Zhang J., Tan R., Liu Y., Albino M., Zhang W., Stevens MM., Loeffler FF.
Counterfeiting has become a serious global problem, causing worldwide losses and disrupting the normal order of society. Physical unclonable functions are promising hardware-based cryptographic primitives, especially those generated by chemical processes showing a massive challenge-response pair space. However, current chemical-based physical unclonable function devices typically require complex fabrication processes or sophisticated characterization methods with only binary (bit) keys, limiting their practical applications and security properties. Here, we report a flexible laser printing method to synthesize unclonable electronics with high randomness, uniqueness, and repeatability. Hexadecimal resistive keys and binary optical keys can be obtained by the challenge with an ohmmeter and an optical microscope. These readout methods not only make the identification process available to general end users without professional expertise, but also guarantee device complexity and data capacity.

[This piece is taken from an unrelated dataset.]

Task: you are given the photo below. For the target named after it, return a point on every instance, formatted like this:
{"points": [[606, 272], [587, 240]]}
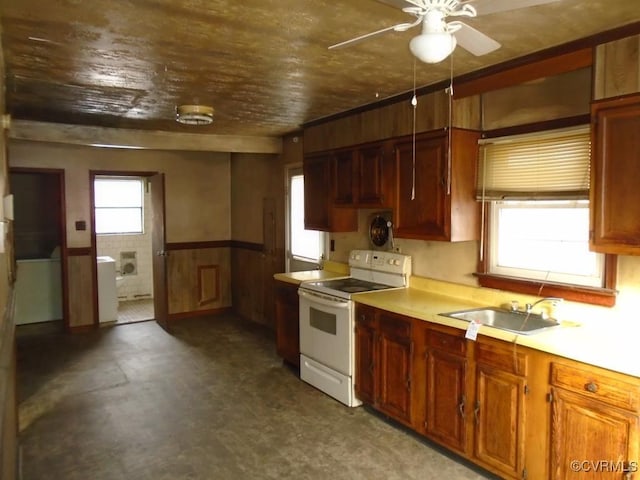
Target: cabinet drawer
{"points": [[509, 358], [447, 342], [596, 384], [395, 327], [288, 294], [365, 316]]}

An adopted open-source deep learning model guarantees precise identification with high reliability. The electrodes and connection wires are directly printed during laser writing, which allows electronics with different structures to be realized through free design. Meanwhile, the electronics exhibit excellent mechanical and thermal stability. The high physical unclonable function performance and the widely accessible readout methods, together with the flexibility and stability, make this synthesis strategy extremely attractive for practical applications.